Quel lien existe-t-il entre Verlaine, Rimbaud, Vincent Van Gogh et la famille des armuriers Lefaucheux originaires de Bonnétable ? Le pistolet inventé par les seconds a scellé la destinée des premiers.
Le revolver à six coups avec lequel Paul Verlaine tenta de tuer Arthur Rimbaud, un après-midi de juillet 1873 à Bruxelles, a trouvé preneur mercredi soir au prix phénoménal de 434 500 euros lors d'une vente aux enchères chez Christie's à Paris. Le revolver, un Lefaucheux (célèbre marque de l'époque) à la crosse de bois, un six coups de calibre 7 millimètres, était estimé entre 50 000 et 60 000 euros.
L'acheteur, dont on ignore la nationalité, a enchéri par téléphone, a précisé la maison de vente. La ville natale de Rimbaud, Charleville-Mézières, avait lancé une souscription publique pour acquérir l'arme. Mais le prix atteint ne lui a guère laissé de chance.
Le 10 juillet 1873, 14 heures, dans une chambre d'un hôtel de la rue des Brasseurs à Bruxelles, trois personnes sont réunies: Verlaine, sa mère et le jeune Arthur Rimbaud. L'ambiance est électrique. Soudain, deux coups de feu claquent. Verlaine, alors âgé de 29 ans, a tiré sur Rimbaud de dix ans son cadet.
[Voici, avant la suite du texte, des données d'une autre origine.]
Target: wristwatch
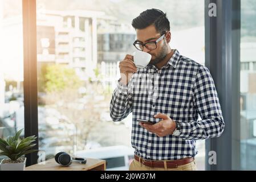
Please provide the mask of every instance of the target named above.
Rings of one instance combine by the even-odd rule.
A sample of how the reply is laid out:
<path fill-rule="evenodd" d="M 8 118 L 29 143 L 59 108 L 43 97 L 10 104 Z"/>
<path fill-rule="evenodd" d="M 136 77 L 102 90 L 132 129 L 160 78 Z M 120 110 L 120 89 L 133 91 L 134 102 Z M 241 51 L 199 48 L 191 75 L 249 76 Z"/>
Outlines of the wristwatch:
<path fill-rule="evenodd" d="M 174 131 L 173 131 L 172 135 L 173 136 L 177 136 L 180 135 L 181 132 L 181 125 L 177 121 L 175 121 L 175 123 L 176 123 L 176 128 L 175 129 Z"/>

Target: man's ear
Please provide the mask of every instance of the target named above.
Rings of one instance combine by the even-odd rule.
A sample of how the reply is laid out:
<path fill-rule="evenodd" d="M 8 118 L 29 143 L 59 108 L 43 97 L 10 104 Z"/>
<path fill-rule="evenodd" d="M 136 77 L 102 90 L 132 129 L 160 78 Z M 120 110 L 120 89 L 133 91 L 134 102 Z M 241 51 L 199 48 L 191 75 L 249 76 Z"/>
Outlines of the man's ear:
<path fill-rule="evenodd" d="M 169 31 L 166 33 L 165 35 L 165 40 L 166 40 L 166 43 L 169 44 L 170 42 L 170 39 L 172 39 L 172 34 Z"/>

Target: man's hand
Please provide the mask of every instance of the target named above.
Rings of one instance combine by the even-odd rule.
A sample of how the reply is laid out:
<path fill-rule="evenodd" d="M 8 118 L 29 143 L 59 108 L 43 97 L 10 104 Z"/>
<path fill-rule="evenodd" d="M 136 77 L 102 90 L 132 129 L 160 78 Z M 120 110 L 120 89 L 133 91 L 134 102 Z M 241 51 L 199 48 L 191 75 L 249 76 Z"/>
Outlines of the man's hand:
<path fill-rule="evenodd" d="M 176 123 L 170 117 L 162 113 L 154 115 L 155 118 L 162 119 L 162 121 L 153 125 L 142 124 L 140 125 L 148 131 L 156 134 L 159 137 L 163 137 L 172 134 L 176 127 Z"/>
<path fill-rule="evenodd" d="M 124 59 L 119 63 L 119 69 L 121 75 L 120 81 L 126 85 L 133 73 L 137 72 L 137 67 L 133 62 L 133 56 L 126 55 Z"/>

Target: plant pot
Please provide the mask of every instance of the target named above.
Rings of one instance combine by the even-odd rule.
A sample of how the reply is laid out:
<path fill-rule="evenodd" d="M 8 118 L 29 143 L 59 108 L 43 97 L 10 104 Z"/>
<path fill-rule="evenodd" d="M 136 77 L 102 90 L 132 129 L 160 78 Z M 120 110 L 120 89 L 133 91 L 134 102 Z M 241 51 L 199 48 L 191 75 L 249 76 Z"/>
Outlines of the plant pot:
<path fill-rule="evenodd" d="M 23 163 L 5 163 L 3 164 L 3 162 L 5 159 L 2 160 L 0 163 L 0 171 L 25 171 L 26 167 L 26 161 L 27 158 L 25 159 Z"/>

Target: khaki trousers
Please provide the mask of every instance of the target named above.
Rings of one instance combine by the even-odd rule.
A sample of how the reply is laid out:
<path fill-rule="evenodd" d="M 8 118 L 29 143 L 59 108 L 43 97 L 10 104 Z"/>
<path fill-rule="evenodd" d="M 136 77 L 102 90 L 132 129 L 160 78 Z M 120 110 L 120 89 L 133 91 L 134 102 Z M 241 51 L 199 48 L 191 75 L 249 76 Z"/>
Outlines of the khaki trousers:
<path fill-rule="evenodd" d="M 178 166 L 177 168 L 152 168 L 143 166 L 138 161 L 133 159 L 130 164 L 129 171 L 197 171 L 197 167 L 196 162 L 194 160 L 190 163 Z"/>

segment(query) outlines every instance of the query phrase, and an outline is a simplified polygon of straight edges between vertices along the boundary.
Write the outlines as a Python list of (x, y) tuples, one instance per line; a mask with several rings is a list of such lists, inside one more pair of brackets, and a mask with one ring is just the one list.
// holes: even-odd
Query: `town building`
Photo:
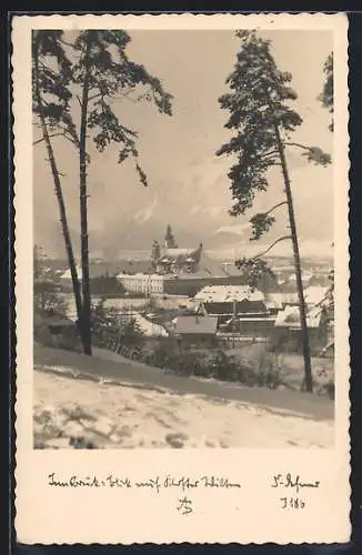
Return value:
[(163, 293), (163, 275), (157, 273), (119, 273), (117, 280), (123, 285), (128, 293), (142, 294), (144, 296), (151, 294)]

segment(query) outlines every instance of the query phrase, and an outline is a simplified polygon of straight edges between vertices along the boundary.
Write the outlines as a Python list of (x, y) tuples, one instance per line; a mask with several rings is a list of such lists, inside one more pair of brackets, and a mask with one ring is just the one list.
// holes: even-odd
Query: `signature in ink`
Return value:
[(182, 497), (182, 500), (179, 500), (179, 503), (180, 505), (177, 507), (177, 509), (180, 511), (182, 515), (189, 515), (193, 512), (192, 501), (189, 500), (189, 497)]

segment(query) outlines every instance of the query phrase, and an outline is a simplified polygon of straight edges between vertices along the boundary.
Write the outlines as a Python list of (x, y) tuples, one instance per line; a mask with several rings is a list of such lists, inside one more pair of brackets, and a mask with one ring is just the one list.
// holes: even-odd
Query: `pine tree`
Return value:
[(253, 240), (259, 240), (275, 222), (271, 215), (285, 205), (290, 233), (279, 238), (272, 245), (252, 261), (239, 261), (239, 265), (260, 265), (259, 260), (280, 241), (291, 240), (299, 295), (301, 334), (303, 343), (305, 389), (313, 391), (311, 354), (306, 325), (298, 231), (291, 191), (291, 180), (285, 159), (286, 148), (298, 148), (309, 161), (326, 165), (330, 157), (316, 147), (306, 147), (290, 141), (292, 132), (302, 124), (302, 119), (292, 109), (296, 93), (291, 89), (292, 77), (282, 72), (271, 53), (271, 43), (259, 38), (255, 31), (238, 31), (241, 49), (237, 56), (233, 72), (228, 77), (230, 92), (220, 99), (222, 109), (230, 112), (225, 128), (233, 131), (232, 139), (223, 144), (218, 155), (233, 155), (237, 163), (229, 171), (233, 205), (232, 216), (244, 214), (252, 208), (257, 193), (269, 186), (269, 170), (280, 167), (284, 182), (285, 200), (278, 202), (268, 212), (254, 214), (251, 219)]
[(165, 229), (164, 243), (168, 249), (175, 249), (175, 241), (170, 224)]
[[(82, 310), (80, 326), (84, 353), (91, 354), (91, 292), (89, 276), (88, 240), (88, 171), (91, 164), (89, 139), (102, 152), (111, 143), (120, 145), (118, 163), (128, 158), (134, 160), (134, 168), (141, 183), (147, 186), (147, 175), (139, 161), (137, 131), (123, 125), (115, 111), (115, 99), (132, 102), (153, 102), (160, 113), (171, 115), (172, 97), (163, 91), (161, 82), (143, 65), (132, 62), (127, 54), (130, 37), (125, 31), (87, 30), (74, 40), (66, 40), (64, 33), (47, 31), (47, 37), (57, 37), (58, 49), (69, 52), (67, 63), (60, 64), (60, 75), (67, 81), (67, 101), (63, 90), (53, 88), (58, 104), (52, 109), (57, 134), (70, 140), (79, 155), (79, 198), (81, 223)], [(69, 61), (71, 60), (71, 61)], [(80, 114), (70, 104), (70, 98), (78, 100)], [(80, 117), (79, 117), (80, 115)], [(79, 121), (78, 121), (79, 120)], [(54, 157), (53, 157), (54, 158)], [(56, 172), (59, 180), (59, 172)], [(72, 266), (71, 266), (72, 269)], [(73, 273), (72, 273), (73, 276)], [(76, 286), (76, 284), (74, 284)]]

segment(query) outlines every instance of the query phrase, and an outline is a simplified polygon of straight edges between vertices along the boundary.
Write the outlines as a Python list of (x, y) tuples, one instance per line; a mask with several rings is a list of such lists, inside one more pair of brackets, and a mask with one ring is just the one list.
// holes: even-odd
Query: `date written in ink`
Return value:
[(304, 508), (305, 501), (300, 497), (280, 497), (281, 508)]

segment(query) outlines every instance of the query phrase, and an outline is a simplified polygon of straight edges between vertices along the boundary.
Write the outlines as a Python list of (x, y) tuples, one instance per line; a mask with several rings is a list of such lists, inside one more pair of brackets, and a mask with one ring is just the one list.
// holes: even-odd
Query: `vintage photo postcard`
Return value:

Une balle blesse le jeune homme au-dessus de l'articulation du poignet. L'autre va se loger dans le plancher.
La brouille entre les deux hommes a commencé à Londres en mai 1873. Le torchon brûle entre les deux amants. Verlaine a envie de renouer avec sa femme, Mathilde, épousée en 1870, un an avant sa rencontre avec l'auteur du "Bateau ivre". Après une énième dispute, il plaque son jeune amant et part pour Bruxelles. Rimbaud le rejoint. Verlaine a des envies de suicide, Rimbaud parle de s'engager dans l'armée. Ils s'enivrent, pleurent, connaissent le désespoir des amours qui s'achèvent. Avant de lui tirer dessus, Rimbaud raconte que Verlaine lui aurait dit : "Voilà pour toi puisque tu pars !"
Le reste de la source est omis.